Imaginal exposure for OCD helps dispel the belief that thoughts are the same as actions, and that imagining their worst fears will not make them materialize. One downfall of imaginal exposure is its use in situations where in vivo exposure is possible, safe, and perhaps more effective. When individuals do not see information that contradicts their worst fears, they may be reluctant to learn new associations without a fearful response.
As mentioned earlier, exposure therapy is considered a first-line treatment for OCD. Still, there may be instances where individuals may face significant discomfort during therapy or feel like the exposure was more than they could handle. They may step away from the exposure or react strongly enough to disrupt therapy. While strong initial reactions to EPR often diminish over time and predict better treatment outcomes, not all studies find this association to be true. For those who experienced intense distress with little to no symptom relief, exposure therapy may not seem like a helpful experience.
While therapeutic exposure can feel quite uncomfortable at times, there is no evidence that therapeutic exposure causes harm. A trusting relationship between individuals and therapists can minimize the short-term impact of these disruptions and setbacks, allowing for flexibility, experimentation, and commitment to the process.
The efficacy of ERP has been well established, with studies indicating that between one-third and half of individuals treated with ERP experience complete OCD symptom reduction, with many others achieving at least partial symptom relief. In adults, ERP was found more effective than serotonin reuptake inhibitor (SRI) antidepressants, an especially significant finding in light of the stark difference in symptom relief after treatment ends. 45%-89% of individuals taking SRIs experience recurring symptoms after discontinuing medication, and ERP shows ongoing symptom improvement after ERP concludes. ERP is versatile enough to provide effective symptom relief for populations in different settings or intensities, and with or without medication.

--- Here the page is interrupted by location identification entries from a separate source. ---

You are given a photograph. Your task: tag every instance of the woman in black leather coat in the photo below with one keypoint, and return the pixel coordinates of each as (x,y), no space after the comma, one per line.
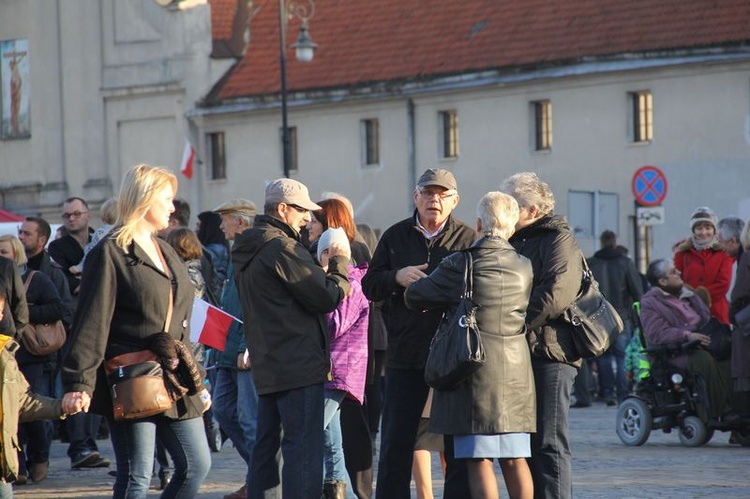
(492,413)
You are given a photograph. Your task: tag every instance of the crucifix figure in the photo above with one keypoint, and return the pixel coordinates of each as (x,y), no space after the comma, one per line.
(16,84)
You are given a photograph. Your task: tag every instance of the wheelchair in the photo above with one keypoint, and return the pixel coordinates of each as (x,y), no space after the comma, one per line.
(669,398)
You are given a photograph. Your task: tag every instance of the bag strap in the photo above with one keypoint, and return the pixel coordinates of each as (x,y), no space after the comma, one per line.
(469,276)
(170,305)
(28,281)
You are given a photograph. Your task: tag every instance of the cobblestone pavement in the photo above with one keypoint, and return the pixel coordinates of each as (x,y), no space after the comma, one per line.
(602,467)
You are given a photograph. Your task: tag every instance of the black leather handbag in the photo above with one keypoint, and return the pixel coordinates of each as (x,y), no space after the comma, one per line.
(596,323)
(456,351)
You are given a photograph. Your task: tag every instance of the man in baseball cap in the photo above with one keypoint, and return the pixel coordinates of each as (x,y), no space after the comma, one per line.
(284,296)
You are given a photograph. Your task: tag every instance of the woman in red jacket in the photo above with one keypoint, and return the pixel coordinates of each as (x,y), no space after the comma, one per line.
(702,262)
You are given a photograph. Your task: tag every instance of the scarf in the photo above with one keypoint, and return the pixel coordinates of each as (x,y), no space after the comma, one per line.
(701,245)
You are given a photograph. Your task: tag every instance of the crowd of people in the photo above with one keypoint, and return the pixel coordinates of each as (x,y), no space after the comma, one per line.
(333,329)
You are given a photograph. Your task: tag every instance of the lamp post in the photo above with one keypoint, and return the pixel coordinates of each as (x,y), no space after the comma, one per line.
(304,51)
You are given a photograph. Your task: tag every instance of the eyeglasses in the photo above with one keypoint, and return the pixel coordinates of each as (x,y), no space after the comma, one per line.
(429,194)
(298,208)
(74,214)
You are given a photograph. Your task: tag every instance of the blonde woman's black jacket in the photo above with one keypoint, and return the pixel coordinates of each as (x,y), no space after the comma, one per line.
(500,396)
(403,245)
(124,300)
(284,296)
(15,313)
(558,268)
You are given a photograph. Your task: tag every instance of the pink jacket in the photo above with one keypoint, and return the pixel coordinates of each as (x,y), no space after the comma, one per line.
(348,327)
(710,268)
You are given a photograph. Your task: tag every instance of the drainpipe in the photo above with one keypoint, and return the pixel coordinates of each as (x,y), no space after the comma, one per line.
(411,150)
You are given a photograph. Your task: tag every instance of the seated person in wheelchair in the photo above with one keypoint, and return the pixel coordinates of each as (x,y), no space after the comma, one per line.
(672,313)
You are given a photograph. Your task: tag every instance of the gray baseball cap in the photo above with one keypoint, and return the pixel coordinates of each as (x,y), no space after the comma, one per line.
(439,177)
(289,191)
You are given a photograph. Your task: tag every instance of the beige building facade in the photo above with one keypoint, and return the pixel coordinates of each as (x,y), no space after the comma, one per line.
(118,82)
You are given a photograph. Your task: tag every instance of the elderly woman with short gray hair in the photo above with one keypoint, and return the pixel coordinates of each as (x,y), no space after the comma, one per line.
(492,413)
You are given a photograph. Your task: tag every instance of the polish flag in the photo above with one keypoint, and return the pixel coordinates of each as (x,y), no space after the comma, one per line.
(188,156)
(210,325)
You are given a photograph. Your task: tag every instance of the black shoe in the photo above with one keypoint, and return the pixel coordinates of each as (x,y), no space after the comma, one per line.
(84,460)
(731,418)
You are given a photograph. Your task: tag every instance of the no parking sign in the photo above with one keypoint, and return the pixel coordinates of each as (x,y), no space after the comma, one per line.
(649,186)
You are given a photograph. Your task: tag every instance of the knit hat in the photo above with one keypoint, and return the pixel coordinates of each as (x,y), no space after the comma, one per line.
(703,214)
(330,236)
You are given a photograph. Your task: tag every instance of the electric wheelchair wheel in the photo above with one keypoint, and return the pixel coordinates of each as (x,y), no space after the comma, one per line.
(633,421)
(693,432)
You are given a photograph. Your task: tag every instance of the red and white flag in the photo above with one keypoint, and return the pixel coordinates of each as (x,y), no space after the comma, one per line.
(188,157)
(210,325)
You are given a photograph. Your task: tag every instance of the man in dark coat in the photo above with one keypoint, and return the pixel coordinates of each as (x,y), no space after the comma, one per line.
(621,284)
(407,252)
(546,240)
(15,310)
(34,235)
(67,252)
(287,296)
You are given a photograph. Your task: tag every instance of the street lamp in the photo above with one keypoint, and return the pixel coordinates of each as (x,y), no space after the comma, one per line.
(304,51)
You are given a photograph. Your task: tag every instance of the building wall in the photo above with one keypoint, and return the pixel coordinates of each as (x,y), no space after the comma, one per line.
(111,81)
(700,142)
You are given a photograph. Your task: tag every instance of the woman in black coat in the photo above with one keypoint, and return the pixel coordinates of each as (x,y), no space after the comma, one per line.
(45,306)
(126,286)
(492,413)
(545,239)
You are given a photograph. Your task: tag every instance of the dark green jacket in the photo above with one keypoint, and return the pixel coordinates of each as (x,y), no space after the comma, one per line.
(19,404)
(285,296)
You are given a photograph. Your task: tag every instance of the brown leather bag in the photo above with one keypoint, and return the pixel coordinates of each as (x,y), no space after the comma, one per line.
(136,382)
(42,339)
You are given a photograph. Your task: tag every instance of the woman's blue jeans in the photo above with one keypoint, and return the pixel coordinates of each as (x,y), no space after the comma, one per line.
(133,443)
(334,466)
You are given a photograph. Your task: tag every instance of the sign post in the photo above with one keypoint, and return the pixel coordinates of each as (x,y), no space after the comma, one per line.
(649,186)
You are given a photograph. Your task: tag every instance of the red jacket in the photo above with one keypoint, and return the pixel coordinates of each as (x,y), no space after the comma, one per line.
(710,268)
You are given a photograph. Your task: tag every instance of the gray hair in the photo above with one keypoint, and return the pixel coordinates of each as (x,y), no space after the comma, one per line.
(657,270)
(498,213)
(730,228)
(529,190)
(340,197)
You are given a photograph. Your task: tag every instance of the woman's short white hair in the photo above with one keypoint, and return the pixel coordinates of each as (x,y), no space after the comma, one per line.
(529,190)
(498,213)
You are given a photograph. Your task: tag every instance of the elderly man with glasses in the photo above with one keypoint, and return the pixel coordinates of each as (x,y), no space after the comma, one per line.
(407,252)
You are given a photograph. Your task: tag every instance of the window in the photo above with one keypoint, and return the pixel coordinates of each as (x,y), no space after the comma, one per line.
(448,134)
(293,165)
(218,156)
(370,140)
(542,112)
(643,116)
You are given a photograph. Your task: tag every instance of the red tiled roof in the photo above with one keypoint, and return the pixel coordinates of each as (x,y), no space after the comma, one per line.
(362,41)
(222,18)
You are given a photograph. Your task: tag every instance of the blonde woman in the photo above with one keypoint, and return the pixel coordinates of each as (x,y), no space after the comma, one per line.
(125,287)
(45,306)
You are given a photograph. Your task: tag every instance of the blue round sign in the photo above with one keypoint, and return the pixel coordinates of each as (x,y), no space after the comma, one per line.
(649,186)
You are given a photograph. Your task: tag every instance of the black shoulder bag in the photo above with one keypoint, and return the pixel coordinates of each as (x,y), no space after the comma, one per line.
(456,350)
(596,323)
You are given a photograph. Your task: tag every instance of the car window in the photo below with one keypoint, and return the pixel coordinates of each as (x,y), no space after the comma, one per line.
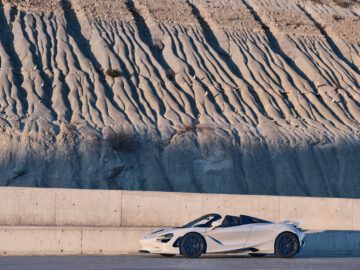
(230,221)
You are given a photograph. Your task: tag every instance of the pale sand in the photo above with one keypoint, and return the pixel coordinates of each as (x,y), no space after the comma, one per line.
(253,96)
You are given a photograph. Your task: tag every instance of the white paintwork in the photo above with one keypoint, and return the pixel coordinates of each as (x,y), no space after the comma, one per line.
(242,238)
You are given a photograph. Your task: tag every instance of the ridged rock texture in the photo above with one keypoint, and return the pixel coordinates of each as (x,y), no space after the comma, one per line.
(219,96)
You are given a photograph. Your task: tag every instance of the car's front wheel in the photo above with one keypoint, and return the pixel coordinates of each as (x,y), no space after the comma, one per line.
(192,245)
(286,245)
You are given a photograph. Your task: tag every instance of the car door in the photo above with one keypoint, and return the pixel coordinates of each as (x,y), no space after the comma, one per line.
(227,238)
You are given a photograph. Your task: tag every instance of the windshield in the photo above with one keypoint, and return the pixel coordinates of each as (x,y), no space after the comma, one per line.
(204,221)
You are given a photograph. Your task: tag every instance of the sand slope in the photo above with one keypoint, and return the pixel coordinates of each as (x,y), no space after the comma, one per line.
(250,96)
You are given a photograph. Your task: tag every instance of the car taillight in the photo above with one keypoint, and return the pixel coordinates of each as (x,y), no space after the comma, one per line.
(165,238)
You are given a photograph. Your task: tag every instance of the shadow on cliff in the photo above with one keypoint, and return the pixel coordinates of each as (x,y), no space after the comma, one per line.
(198,161)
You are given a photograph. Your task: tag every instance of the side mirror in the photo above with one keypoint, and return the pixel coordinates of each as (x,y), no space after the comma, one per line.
(216,224)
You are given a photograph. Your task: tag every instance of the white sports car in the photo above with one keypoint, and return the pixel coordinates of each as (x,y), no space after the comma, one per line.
(232,234)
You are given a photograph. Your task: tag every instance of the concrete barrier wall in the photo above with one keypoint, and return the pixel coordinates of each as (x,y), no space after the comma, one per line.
(61,221)
(59,240)
(66,207)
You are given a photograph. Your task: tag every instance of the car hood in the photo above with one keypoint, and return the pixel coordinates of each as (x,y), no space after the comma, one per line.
(161,231)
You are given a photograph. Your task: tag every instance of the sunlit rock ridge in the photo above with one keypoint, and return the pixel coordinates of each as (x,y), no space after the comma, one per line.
(219,96)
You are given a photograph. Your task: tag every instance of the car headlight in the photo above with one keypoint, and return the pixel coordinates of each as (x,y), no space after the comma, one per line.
(165,238)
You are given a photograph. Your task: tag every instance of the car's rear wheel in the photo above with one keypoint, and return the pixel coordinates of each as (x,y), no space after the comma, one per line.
(192,245)
(168,255)
(286,245)
(257,255)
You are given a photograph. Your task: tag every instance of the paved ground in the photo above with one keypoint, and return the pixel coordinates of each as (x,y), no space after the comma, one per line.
(154,262)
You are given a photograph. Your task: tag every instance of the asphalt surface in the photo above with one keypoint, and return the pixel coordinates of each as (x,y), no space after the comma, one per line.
(155,262)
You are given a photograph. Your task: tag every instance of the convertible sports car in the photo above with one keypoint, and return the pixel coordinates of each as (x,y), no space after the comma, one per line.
(232,234)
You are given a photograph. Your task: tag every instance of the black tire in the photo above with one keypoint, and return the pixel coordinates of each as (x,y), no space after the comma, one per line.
(192,245)
(168,255)
(286,245)
(257,255)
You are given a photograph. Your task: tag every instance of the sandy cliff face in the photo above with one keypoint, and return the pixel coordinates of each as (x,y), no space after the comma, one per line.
(250,96)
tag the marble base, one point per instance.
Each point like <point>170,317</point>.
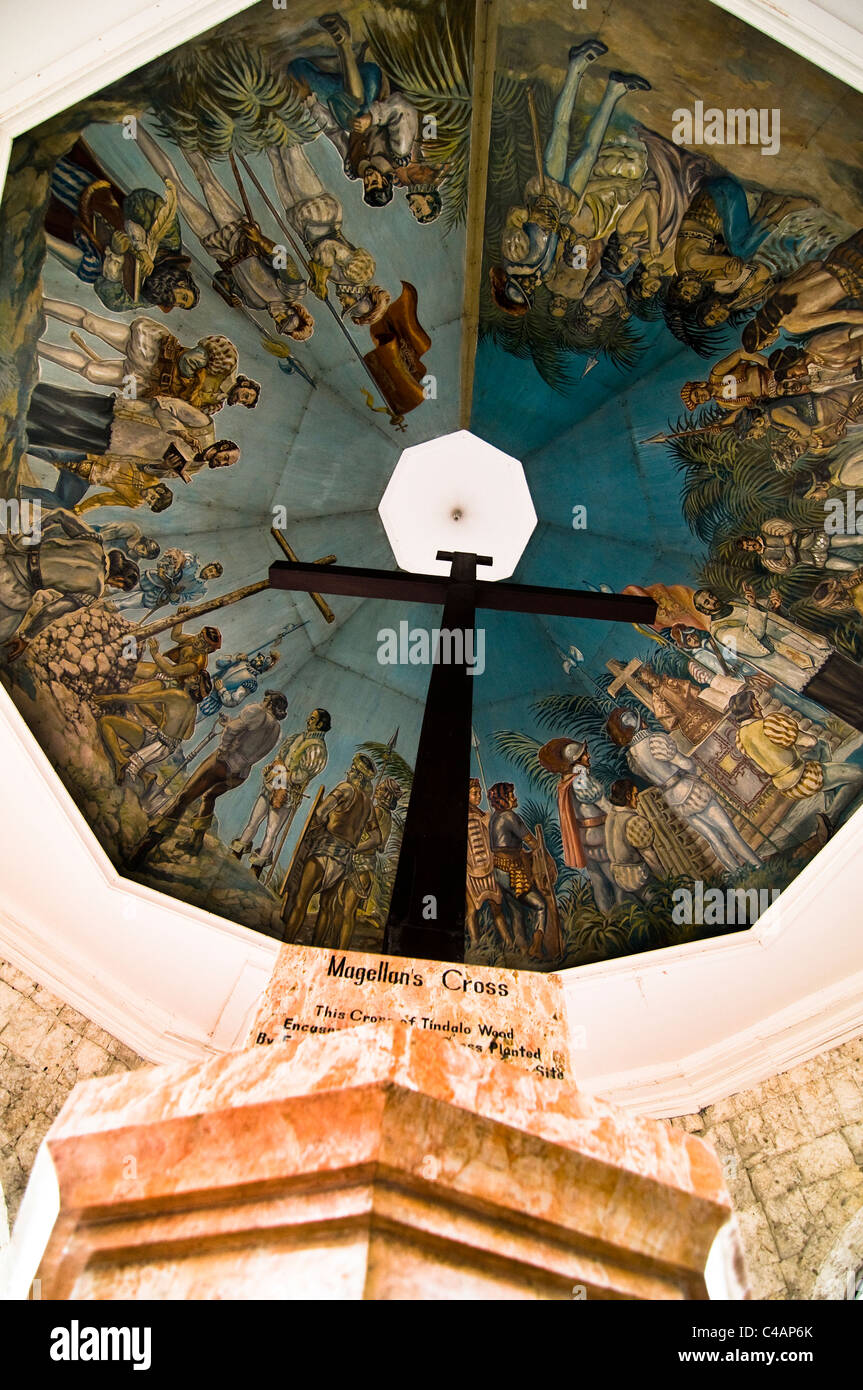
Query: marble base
<point>375,1162</point>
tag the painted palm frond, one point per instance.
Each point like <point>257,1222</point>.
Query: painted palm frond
<point>389,763</point>
<point>227,96</point>
<point>428,56</point>
<point>521,751</point>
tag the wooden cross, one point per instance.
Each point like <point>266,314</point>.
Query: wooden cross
<point>432,862</point>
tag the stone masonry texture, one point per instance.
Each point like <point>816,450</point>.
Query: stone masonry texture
<point>791,1147</point>
<point>792,1153</point>
<point>45,1048</point>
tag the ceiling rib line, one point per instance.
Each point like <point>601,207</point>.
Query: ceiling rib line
<point>485,52</point>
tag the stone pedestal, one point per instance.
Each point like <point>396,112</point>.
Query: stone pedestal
<point>375,1162</point>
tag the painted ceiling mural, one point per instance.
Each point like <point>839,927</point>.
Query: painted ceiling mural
<point>239,281</point>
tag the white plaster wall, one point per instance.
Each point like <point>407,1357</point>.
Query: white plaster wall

Despite broad research support, more research is needed to understand how to address individuals with inadequate responses. Studies show that some variance in treatment response may depend on symptom severity, insight, and co-occurring disorders such as severe depression. ERP can be challenging for both individuals and therapists, but positive treatment outcomes show that temporary discomfort during treatment can still lead to significant symptom improvement.
While many experience OCD symptom reduction with ERP, a recent research analysis concluded that the therapeutic effect of ERP requires more rigorous study to more accurately reflect its efficacy. With these challenges, the future of ERP likely includes a deeper examination of what makes ERP effective and the development of new approaches, such as identifying and utilizing genetic factors. ERP can also be effective when combined with Deep Transcranial Magnetic Stimulation (Deep TMS™), a noninvasive medical device treatment that safely regulates neural activity for OCD relief. Deep TMS has particularly been shown to offer relief to patients experiencing treatment-resistance, making the case for a combined treatment regimen that can bolster its overall efficacy.